Nunca vou esquecer a cama vazia, o medo, a falta de ti, o corpo a escorregar parede abaixo enquanto o médico me tentava abraçar e dizer aquilo que ninguém quer ouvir: ‘tens de ser forte’! Como pode alguém ser forte quando lhe tiram um pedaço de vida? Como pode alguém ser forte quando tem de ir para casa e dizer, ao homem que amou uma mulher por mais de 40 anos, que ela não vai voltar? Como pode alguém ser forte quando não foi a tempo de parar o tempo?
Ainda hoje me pergunto o que falamos na última noite…apagou-se-me tudo da memória! E vivo com este medo de não te ter dito o quanto te amava, de não te ter repetido o quanto precisava de ti na minha vida…

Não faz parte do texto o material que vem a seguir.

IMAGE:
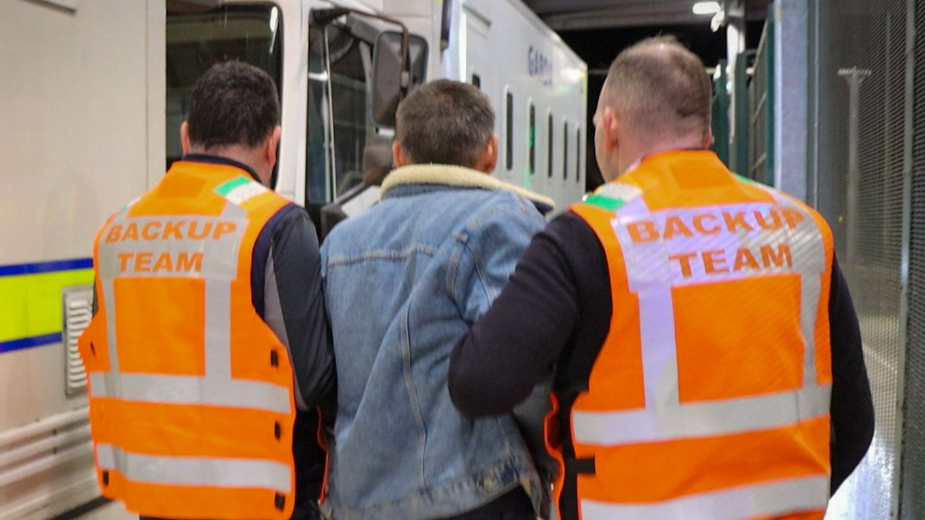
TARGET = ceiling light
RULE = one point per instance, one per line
(707, 8)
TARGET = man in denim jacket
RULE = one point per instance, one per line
(402, 283)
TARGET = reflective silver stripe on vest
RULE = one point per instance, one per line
(195, 471)
(752, 501)
(192, 390)
(700, 419)
(656, 266)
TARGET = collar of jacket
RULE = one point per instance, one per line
(217, 159)
(457, 176)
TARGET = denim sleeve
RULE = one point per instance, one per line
(489, 250)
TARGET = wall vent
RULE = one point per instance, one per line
(78, 309)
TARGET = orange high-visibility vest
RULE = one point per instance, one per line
(191, 393)
(709, 399)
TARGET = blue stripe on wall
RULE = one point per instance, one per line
(46, 267)
(33, 341)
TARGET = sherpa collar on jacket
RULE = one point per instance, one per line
(456, 176)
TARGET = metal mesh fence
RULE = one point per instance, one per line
(912, 490)
(860, 102)
(760, 103)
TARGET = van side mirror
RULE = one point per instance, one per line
(387, 88)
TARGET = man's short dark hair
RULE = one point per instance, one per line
(233, 103)
(660, 86)
(444, 122)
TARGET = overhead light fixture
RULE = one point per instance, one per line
(707, 8)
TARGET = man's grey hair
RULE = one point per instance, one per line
(444, 122)
(660, 87)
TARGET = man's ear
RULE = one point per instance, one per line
(488, 160)
(612, 123)
(398, 156)
(184, 138)
(272, 145)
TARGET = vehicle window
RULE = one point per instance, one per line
(564, 149)
(549, 141)
(531, 139)
(197, 40)
(337, 129)
(509, 130)
(578, 154)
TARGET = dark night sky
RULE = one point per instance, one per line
(599, 47)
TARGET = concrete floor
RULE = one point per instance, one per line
(110, 511)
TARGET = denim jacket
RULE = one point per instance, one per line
(402, 283)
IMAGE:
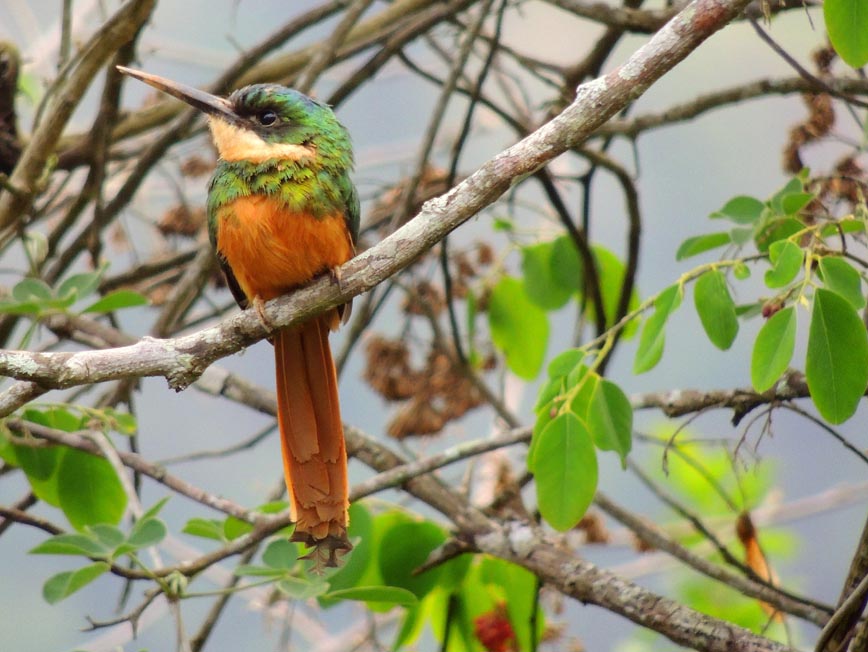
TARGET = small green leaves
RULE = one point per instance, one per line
(89, 490)
(786, 259)
(398, 560)
(847, 25)
(102, 542)
(205, 528)
(65, 584)
(375, 594)
(565, 468)
(518, 326)
(35, 297)
(71, 544)
(773, 349)
(610, 419)
(741, 210)
(116, 301)
(716, 309)
(702, 243)
(837, 363)
(841, 277)
(651, 341)
(542, 286)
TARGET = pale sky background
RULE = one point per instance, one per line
(686, 172)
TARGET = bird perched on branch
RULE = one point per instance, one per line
(281, 210)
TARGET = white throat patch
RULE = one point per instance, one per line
(237, 144)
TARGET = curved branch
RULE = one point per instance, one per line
(183, 359)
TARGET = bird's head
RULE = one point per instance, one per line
(263, 122)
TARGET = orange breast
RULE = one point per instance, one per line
(271, 250)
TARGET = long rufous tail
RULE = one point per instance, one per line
(312, 438)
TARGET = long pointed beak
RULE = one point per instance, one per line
(205, 102)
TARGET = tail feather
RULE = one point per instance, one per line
(312, 437)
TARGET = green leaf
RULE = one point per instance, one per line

Éramos tão diferentes! Discordávamos em quase tudo, chocávamos de frente nas nossas convicções, medíamos forças, travávamos batalhas…mas em todas elas vencia o amor que me tinhas e que eu te tinha! E o amor de mãe, ensinaste-me tu, pode exprimir-se nos silêncios, pode interpretar-se por linhas tortas, pode manifestar-se de várias formas mas será sempre, um amor incondicional e único!
Escrevi-te imensas vezes ao longo dos anos…sabes que sempre fui de escrever! Acabo sempre a ler em voz alta o que te escrevo, não vá o pai não estar aí para te ler as minhas cartas. Escrevo-te porque sei que nem sempre estás feliz por mim, que nem sempre te orgulhas do percurso que tracei, que nem sempre sou o que tu idealizaste para mim! Continuo a ser a teimosa do costume, a rebelde sem causa, a que não aceita que lhe ditem regras, a que não se deixa guiar por outros, a que sabe sempre o caminho a seguir mesmo que esteja perdida. Continuo a ser eu, a que não se deixa moldar, a que não se deixa apanhar na rede do que é certo e politicamente correto. Tentei, sabes que sim! Tentei ser a mulher que foste…mas eu sou eu mãe, ainda que com um enorme orgulho em tudo o que eras e, no quanto me ensinaste a ser!
Dizias-me tantas vezes: ‘um dia, quando fores mãe, é que me vais dar valor!’ Juro que me lembrei disso, naquele dia, quando aquela maldita ecografia me disse que o coração do meu bebé não batia…juro que senti a mesma dor e o mesmo vazio do dia em que vi a cama de hospital vazia! Queria passar para ele (tinha a certeza que era um rapaz!) uma parte de ti, queria passar para ele o que de melhor me deixaste, queria mostrar-te que tinha aprendido contigo, a ser uma mãe de amor, como tu sempre foste! O tempo, mais uma vez, não me deu tempo…
Sinto-te a falta. Em cada um destes 16 anos, sinto-te a falta…
Não me lembro se to disse naquela última noite, enquanto me apertavas a mão e sorrias, mas amo-te mãe, amo-te com o mesmo amor incondicional que me ensinaste, com a mesma verdade com que me educaste, com a mesma inesgotável saudade que só quem ama sente…
Agora vou ler-te tudo isto em voz alta, não vá o pai não estar aí para te ler mais esta carta!